With this in mind — and the skills you need to be building and strengthening — I have narrowed down the four action items that speak to creating space for honest, transparent communication as close to real-time as possible. Yes, just four!

  1. Lead with a compliment or something you have appreciated about your partner from the past week. It is far easier to take a seat at the table and prepare yourself to hear feedback if you are initially met with a compliment. Appreciation and acknowledgment signal to your partner that you care for them and you are friendly. A compliment can shift the tone of the rest of the interaction.
  2. Unload what you have been carrying for the past week. What resentment, irritation, or issue is still taking up space in the back of your mind? Whether minor or major, it must come out. For example, “It really bothered me when you made that joke about me making us late in front of your parents.” 

    If you cannot give voice to those seemingly minor infractions, every offense starts to add weight to your resentment bag. Any couple that has been together for a reasonable amount of time carries a resentment bag. Your resentment bag is likely full of past and/or perpetual conflicts that have no solution and, more importantly, did not have any meaningful repair. Begin unloading your resentment bag by not adding any more weight to it. 
  3. Repair. Your partner has shared something tender with you so now what? 

    Repair is to acknowledge, validate, and apologize to your partner in a meaningful way. “You are right. I know you are sensitive about being late, and I absolutely should not have made that joke. Thank you for telling me. I am sorry.”

    To repair all you need is the simple acceptance that something you did (intentional or not) negatively impacted your partner and that you have the power to minister to their distress. In validating your partner’s emotional experience, you do not have to agree with their perspective. Through the act of repair, we are aiming for acknowledgment and care.
  4. Name one thing you need or want from your partner in the coming week. We all have needs, wants, and desires. For example, “We have dinner out with my boss on Wednesday night. Could you leave work a few minutes early to meet me there on time, right at 5pm? I know it is silly, but I feel awkward when I am alone in that setting, and you are so great at making me feel more at ease.” When our relationship is not going well, we try to minimize or avoid articulating what we want. Some of us grew up in spaces where what we wanted was never a part of the conversation, so we struggle to name our needs in adulthood. That said, everything in a reciprocal relationship must go both ways. 

So yes, even if your partner just informed you of a major snafu that you had to repair and you are feeling like a bit of a turd, I still want you to acknowledge and take space for your own needs. This is crucial for you to continue to learn. You are worthy. Your partner chose you. Secure-functioning relationships still operate and pay off, even when we have made mistakes.
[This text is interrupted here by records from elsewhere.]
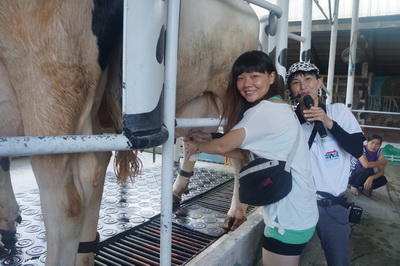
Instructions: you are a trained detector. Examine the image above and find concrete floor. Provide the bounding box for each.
[301,164,400,266]
[5,153,400,266]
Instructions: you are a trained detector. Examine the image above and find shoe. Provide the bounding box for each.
[362,188,372,198]
[350,186,358,196]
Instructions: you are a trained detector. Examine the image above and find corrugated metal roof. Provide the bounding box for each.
[252,0,400,21]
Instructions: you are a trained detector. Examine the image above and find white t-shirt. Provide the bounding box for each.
[302,103,362,196]
[232,101,318,234]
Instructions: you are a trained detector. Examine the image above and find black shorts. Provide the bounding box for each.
[263,236,307,256]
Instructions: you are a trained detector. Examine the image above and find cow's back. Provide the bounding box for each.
[176,0,259,110]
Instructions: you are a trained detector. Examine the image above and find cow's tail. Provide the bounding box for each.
[106,47,143,183]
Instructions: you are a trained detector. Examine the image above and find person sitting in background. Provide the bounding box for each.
[349,135,387,197]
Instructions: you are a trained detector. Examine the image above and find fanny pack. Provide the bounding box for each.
[239,123,300,206]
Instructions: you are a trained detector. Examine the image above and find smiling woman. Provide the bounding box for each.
[186,51,318,265]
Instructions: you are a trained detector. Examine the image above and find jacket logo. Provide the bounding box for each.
[325,149,339,160]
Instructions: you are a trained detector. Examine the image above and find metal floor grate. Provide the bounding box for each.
[0,166,241,266]
[95,180,256,266]
[95,219,217,266]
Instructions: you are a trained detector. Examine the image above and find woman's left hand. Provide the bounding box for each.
[185,141,199,159]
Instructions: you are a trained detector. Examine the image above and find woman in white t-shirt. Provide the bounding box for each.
[186,51,318,265]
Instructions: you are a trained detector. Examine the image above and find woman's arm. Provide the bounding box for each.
[185,128,246,158]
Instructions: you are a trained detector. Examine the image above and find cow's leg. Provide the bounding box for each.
[173,143,196,204]
[224,159,247,231]
[76,153,111,265]
[31,153,110,265]
[0,158,21,248]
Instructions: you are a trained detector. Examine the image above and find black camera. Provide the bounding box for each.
[349,203,363,224]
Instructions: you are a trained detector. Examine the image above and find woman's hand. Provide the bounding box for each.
[303,106,333,129]
[184,140,199,159]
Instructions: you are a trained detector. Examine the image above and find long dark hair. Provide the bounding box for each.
[222,51,284,132]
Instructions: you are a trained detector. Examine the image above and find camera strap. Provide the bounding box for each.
[308,124,317,149]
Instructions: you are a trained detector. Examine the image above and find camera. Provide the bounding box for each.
[349,203,363,224]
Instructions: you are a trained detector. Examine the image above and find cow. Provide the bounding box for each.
[0,0,259,265]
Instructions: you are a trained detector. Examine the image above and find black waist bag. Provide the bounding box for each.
[239,158,292,206]
[239,121,300,206]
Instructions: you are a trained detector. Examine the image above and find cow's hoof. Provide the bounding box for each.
[223,215,247,231]
[172,194,182,205]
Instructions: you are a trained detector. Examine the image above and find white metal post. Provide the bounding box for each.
[160,0,180,266]
[275,0,289,81]
[346,0,359,109]
[326,0,339,104]
[299,0,312,62]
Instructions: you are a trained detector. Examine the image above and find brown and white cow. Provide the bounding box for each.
[0,0,258,265]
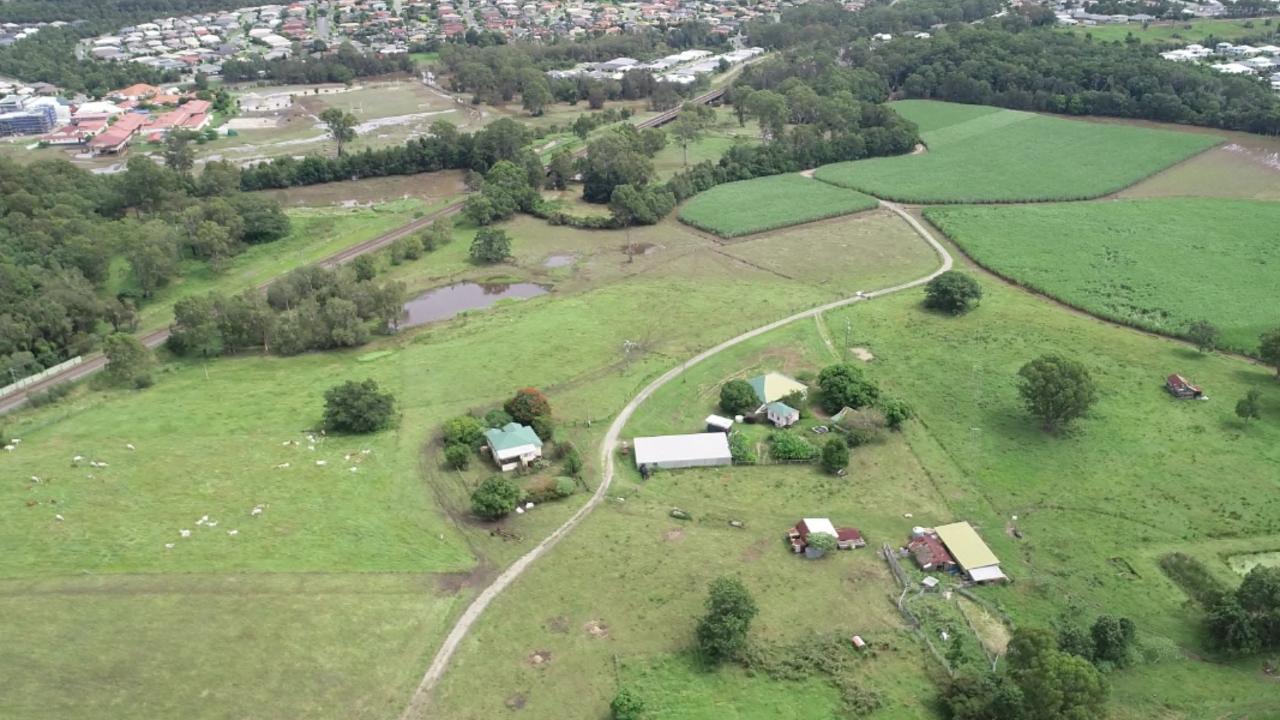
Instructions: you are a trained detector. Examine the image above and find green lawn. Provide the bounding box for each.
[1060,18,1276,45]
[925,199,1280,352]
[0,204,928,719]
[680,174,878,237]
[817,100,1221,204]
We agree to have each other’s backs and always operate under the assumption that two good-enough, imperfect people can have a wonderful relationship. 

How Communication Lasts

By articulating what we want and need, you give your partner the chance to show up for you in an authentic and meaningful way. You and your partner are different people who love and loathe different things. If you want them to guess your wants and needs, that is fine, but please prepare yourself to be disappointed. 

Their guesses are likely going to be projections of what would make them feel cared for. Since we have already acknowledged your differences, they are likely to get it wrong. Being clear is kind, and it gives them the opportunity to get it right… for you.
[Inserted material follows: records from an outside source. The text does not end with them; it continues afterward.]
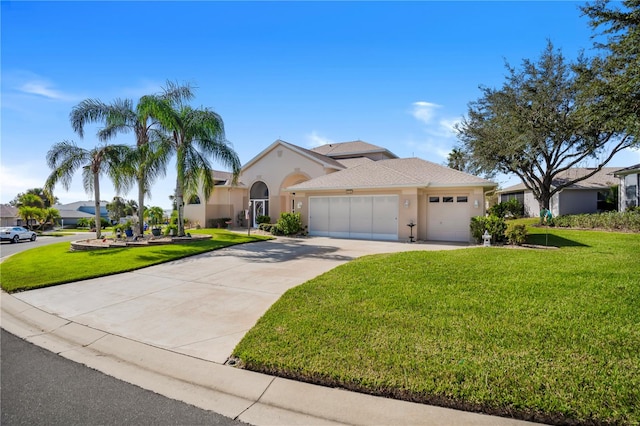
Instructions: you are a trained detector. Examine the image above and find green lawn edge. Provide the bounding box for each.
[0,229,271,293]
[233,227,640,425]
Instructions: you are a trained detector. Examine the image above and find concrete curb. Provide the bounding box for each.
[0,292,532,426]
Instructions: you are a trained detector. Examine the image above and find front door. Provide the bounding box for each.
[251,200,269,228]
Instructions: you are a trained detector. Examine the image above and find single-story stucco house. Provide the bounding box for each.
[498,167,620,217]
[185,140,497,242]
[0,204,22,226]
[613,164,640,212]
[52,201,109,226]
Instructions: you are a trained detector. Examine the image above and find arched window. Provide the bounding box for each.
[249,181,269,200]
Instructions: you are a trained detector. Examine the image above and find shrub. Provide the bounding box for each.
[271,212,302,235]
[504,223,527,246]
[488,198,524,219]
[258,223,276,232]
[470,215,507,243]
[256,214,271,225]
[163,225,178,235]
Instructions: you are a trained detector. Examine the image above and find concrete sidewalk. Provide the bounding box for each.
[1,238,540,425]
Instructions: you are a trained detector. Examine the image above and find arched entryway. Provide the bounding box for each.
[249,181,269,227]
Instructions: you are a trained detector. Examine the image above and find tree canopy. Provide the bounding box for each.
[456,42,636,209]
[45,141,130,238]
[70,81,193,234]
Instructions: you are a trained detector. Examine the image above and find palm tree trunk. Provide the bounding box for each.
[176,177,185,237]
[138,177,144,235]
[93,173,102,238]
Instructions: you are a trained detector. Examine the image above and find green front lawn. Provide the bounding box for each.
[234,228,640,424]
[0,229,269,292]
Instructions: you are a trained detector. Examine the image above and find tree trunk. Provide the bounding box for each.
[93,173,102,239]
[138,178,144,235]
[176,178,185,237]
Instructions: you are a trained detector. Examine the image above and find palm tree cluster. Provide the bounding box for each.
[45,82,240,238]
[9,188,60,230]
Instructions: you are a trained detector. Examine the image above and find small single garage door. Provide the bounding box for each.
[427,195,471,242]
[309,195,398,240]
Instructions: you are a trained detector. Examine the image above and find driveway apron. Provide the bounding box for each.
[14,237,466,363]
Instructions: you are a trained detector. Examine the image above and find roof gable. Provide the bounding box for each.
[613,164,640,176]
[287,158,496,190]
[313,140,398,158]
[241,139,344,171]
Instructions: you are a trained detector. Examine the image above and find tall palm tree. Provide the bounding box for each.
[152,101,240,236]
[70,81,193,234]
[45,141,131,238]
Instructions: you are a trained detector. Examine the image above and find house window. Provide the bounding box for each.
[500,191,524,206]
[624,174,640,207]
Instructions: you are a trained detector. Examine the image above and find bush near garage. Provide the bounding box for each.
[470,215,507,244]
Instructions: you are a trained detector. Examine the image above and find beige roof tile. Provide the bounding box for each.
[313,140,397,157]
[288,158,496,191]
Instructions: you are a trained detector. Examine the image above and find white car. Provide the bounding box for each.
[0,226,36,243]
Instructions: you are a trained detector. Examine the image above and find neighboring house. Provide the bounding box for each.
[498,167,620,217]
[0,204,22,226]
[185,140,497,242]
[52,201,109,226]
[613,164,640,212]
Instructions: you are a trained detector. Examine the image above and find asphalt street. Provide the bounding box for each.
[0,330,245,426]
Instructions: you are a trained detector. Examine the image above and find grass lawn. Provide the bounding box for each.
[0,229,270,292]
[234,228,640,424]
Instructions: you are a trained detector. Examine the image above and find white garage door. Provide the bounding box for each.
[309,195,398,240]
[427,195,471,242]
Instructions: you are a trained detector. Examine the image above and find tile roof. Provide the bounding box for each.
[312,140,398,158]
[287,158,496,190]
[498,167,620,193]
[338,157,373,169]
[242,139,344,171]
[280,140,345,169]
[614,164,640,176]
[0,204,18,217]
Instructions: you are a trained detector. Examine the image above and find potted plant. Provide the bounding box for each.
[121,220,133,238]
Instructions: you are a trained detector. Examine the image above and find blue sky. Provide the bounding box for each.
[0,0,640,208]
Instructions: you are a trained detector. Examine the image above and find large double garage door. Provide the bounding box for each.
[309,195,398,240]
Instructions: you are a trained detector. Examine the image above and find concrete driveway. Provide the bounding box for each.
[13,237,468,364]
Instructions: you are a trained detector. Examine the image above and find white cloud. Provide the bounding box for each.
[411,101,440,124]
[18,80,76,101]
[407,101,460,163]
[305,130,335,148]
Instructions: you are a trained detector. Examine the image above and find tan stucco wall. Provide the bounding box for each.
[414,187,486,241]
[240,145,328,222]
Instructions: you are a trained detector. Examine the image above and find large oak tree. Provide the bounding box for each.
[457,42,637,209]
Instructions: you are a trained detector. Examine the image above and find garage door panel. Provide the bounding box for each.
[309,195,398,240]
[327,197,350,238]
[372,196,398,239]
[309,197,329,237]
[349,197,373,239]
[427,194,471,242]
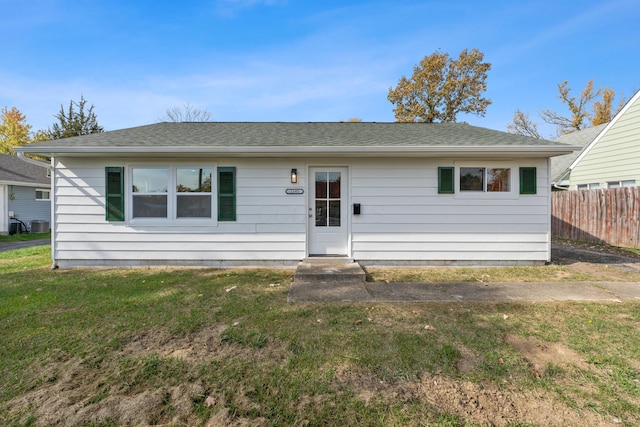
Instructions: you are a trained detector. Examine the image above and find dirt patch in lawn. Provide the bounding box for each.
[9,326,613,426]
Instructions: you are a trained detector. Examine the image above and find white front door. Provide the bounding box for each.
[309,167,348,256]
[0,185,9,234]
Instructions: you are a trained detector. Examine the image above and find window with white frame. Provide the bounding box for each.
[131,167,169,218]
[176,167,213,218]
[607,179,636,188]
[578,182,600,190]
[131,166,213,219]
[460,167,511,193]
[36,188,51,202]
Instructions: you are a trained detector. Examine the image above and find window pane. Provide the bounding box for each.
[329,172,340,199]
[36,190,49,200]
[329,200,340,227]
[316,172,327,199]
[316,200,327,227]
[177,195,211,218]
[176,168,213,193]
[132,168,169,193]
[460,168,484,191]
[487,168,511,192]
[438,166,455,194]
[133,196,167,218]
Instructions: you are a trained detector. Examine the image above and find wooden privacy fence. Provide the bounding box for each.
[551,187,640,248]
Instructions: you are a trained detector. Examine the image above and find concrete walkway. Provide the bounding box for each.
[288,258,640,302]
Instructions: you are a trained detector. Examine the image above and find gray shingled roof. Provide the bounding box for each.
[0,154,51,186]
[551,123,608,184]
[18,122,566,157]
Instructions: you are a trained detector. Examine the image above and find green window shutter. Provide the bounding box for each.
[105,166,124,221]
[438,166,455,194]
[218,167,236,221]
[520,167,537,194]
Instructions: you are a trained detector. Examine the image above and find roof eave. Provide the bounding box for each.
[16,145,580,157]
That is it. Four simple prompts to connect every single week. If you are really struggling within your relationship, you may agree to check in and connect more frequently. Join your partner at the table, set your devices to Do Not Disturb, and give your relationship —  your lifeblood in this world — the 20 minutes of focused attention it deserves. 

Oh, and if you are like my clients, you may wonder, “So, how long do we do this for?” Unlike most things in couplehood or in therapy for that matter, my answer is simple: “Until you die.”